When you’re checking out a prospective classic car purchase, many of the checks you need to make are much the same as for when buying a used car.
However, older cars are more likely to be rusty - because they've had longer to age and because older cars weren't as well rustproofed as modern ones. With classic cars, it's the bodywork that's the most likely area to cause problems, and repairs take skill and equipment - so don't under-estimate the resources you'll need to turn a rotten classic into something worth owning.
With classic cars, it’s the bodywork that’s the most likely area to cause problems
Because fixing bodywork properly takes time and skill, it may be worth getting a professional to do some of the trickier bits as it’ll take them a lot less time than it’ll take you. But that'll cost you money - and suddenly the classic route isn't the cheapest...
- If a car has been badly pranged it can be difficult to attain proper alignment of everything, so make sure all panels line up properly. Check for rippled inner wings and shutlines that are all over the place – sorting these can be very costly, if not impossible.
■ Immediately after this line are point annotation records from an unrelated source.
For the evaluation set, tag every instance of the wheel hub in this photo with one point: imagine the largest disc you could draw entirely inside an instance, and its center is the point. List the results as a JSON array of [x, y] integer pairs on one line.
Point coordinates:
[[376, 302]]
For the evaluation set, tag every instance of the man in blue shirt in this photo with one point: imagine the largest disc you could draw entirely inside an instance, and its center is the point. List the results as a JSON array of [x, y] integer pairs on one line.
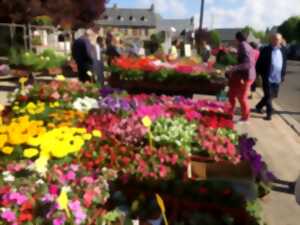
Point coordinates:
[[271, 65]]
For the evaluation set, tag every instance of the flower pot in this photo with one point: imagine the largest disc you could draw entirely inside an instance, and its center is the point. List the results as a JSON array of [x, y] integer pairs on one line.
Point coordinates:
[[54, 71], [206, 169]]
Unless you’ve got specialist bodywork skills, you’re best avoiding any car that’s been in a major shunt because you’ll never get everything to line up.
- Reshelling is common, as it’s often more economical to source a decent used bodyshell than to patch up a badly damaged one. Although the legality of this is sometimes questionable, it’s usually safe – unlike the cut ‘n’ shut. This is likely to affect only recent classics – but still ensure the car doesn’t consist of two cars welded together across the middle. Don’t even consider a cut ‘n’ shut, but a properly reshelled classic can make a great buy.
- If you’re considering taking on a restoration project, check panel availability first. Replacement panels are often extinct, and where repro parts are offered, the quality is variable. Often you’ll need to create your own panels; for hidden items such as inner wings that may be fine, but outer panels can be very demanding because of their subtle contours. Unless you’re a whizz on the wheeling machine, you might need to buy an easier project.
- Rust is the most common issue, so check every nook and cranny for paint damage, microblistering or bubbling. Common rust traps include the sills and wheelarches, so run a magnet over them to check for filler. Seams and brightwork also frequently harbour rot, as do rain gutters. Cosmetic rust needn’t be a problem, but structural rot could be, depending on your metal-bashing skills. Structural areas include the sills, bulkheads and any floorpan crossmembers.
- Other areas to check include the door bottoms plus the front and rear valances, which often rot from the inside out. Also look at the leading edge of the bonnet and trailing edge of the bootlid; these start to corrode, get left, then dissolve. These areas aren’t structural, but can be tricky to repair without specialist skills. Also ensure the rubber seals are intact; they perish then let water into the cabin.
- If the car has a sunroof, make sure it’s not leaking and that its surround hasn’t corroded. Lift the bonnet and see what state the inner wings and battery are in, and look closely at the bulkhead. If this has corroded it’ll mean an engine bay strip down (and possibly dashboard removal) to effect proper repairs – extremely time-consuming, but not usually that difficult. If the car has MacPherson strut front suspension, look at the strut tops for corrosion.
- Check the floorpans from underneath (including the spare wheel well) and lift any trim for a view from inside. Repairs to these areas can be time-consuming, as you may have to remove fuel and brake pipes and mechanical parts such as brake or suspension systems – but once stripped, repairs are usually straightforward. Finish by checking the doors aren’t dropping because of rotten A-posts or worn hinges; the former is often very difficult because of poor accessibility.
- Any car with a separate chassis needs careful inspection, as effecting proper repairs can mean removing the bodyshell – and you can’t skimp, because a chassis gives a car most of its strength. Check the entire chassis for corrosion, along with stress cracks where sections meet – especially around suspension mountings. Repairs are usually easy, but it’s common to have to remove fuel and brake lines or mechanical parts such as the suspension, before work can begin.
- Exterior trim can cause headaches, with some model ranges having many different trim specifications. Light units get broken while chrome trim gets pitted, and replating mazak (or ‘monkey metal’) isn’t usually possible so you need to find new parts. A lot of repro stuff is badly made and original bits are often unavailable or overpriced – so check all the exterior trim parts are present and in good nick or get costs for replacements first.
- Ensure the door panels, carpets and seat covers are in good nick, because these usually cost hundreds of pounds to sort, and retrimming is a specialist skill. Also make sure any wood trim, the headlining and hood (if it’s a convertible) are sound as these often need professional help to revive. Newton Commercial remanufactures trim for some classics; otherwise it’s a case of scouring autojumbles or buying from fellow club members.